Hacker News new | ask | show | jobs
by dsacco 2990 days ago
> These guys averaged a ~9% return over the last few years.

Who are "these guys"? The funds discussed in the article have average annual returns well above 9%.

1 comments

Overdeck and Seigel.

“The firm’s biggest fund, Spectrum, has earned an annual average return of 9.4% net of fees since 2004.”

The S&P 500 has averaged 9% for 80 years. Joe Blow can buy index fund and do just as well as the quant clients. Sure, these guys are averaging 14% before fees, and it’s a great way to get rich. But after fees the client might as well just passively invest.

You need to consider the following elements: -You compare the S&P and two Six Sigma funds over different timelines. The index yielded much less than 9% on 2004-2015 (you can halve the performance). -What’s the common feature between: the S&P, the formal idea of passive indexing, and the emergence of passive investment funds?
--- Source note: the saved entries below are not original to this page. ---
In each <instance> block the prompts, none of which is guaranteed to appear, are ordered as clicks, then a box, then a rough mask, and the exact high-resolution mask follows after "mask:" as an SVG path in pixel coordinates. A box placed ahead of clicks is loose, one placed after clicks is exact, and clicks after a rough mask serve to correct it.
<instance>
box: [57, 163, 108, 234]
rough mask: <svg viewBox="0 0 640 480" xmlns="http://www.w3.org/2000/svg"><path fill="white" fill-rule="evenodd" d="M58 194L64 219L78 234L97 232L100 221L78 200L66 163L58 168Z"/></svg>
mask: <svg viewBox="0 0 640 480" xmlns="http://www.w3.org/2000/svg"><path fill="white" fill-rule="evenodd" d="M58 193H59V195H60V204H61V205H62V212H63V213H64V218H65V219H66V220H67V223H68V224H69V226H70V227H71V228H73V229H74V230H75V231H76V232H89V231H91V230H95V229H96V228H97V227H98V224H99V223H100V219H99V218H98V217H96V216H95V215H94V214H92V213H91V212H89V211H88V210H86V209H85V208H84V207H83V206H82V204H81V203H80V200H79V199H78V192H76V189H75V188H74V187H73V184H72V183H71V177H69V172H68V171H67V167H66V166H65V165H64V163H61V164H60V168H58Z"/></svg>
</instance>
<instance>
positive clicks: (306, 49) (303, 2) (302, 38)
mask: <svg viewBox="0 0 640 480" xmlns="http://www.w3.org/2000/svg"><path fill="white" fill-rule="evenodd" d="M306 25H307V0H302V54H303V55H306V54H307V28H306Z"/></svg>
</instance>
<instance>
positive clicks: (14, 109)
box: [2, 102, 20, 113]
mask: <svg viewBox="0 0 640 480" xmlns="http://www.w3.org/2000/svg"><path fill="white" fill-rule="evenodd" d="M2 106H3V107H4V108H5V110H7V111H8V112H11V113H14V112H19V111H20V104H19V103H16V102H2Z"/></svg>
None of them are 80 years old. -Retail customers (Joe Blow) rarely have access to hedge fund products directly (they might still be exposed through pension funds, sovereign wealth funds, etc. but it makes the allocation change almost out of their hands). -Stating performance figures alone is mostly a Bloomberg-reader thing. In practice, there is usually at least an attempt to incorporate some kind of risk measure when selecting hedge funds.

I am not even anti-passive funds but you are memeing a bit too hard.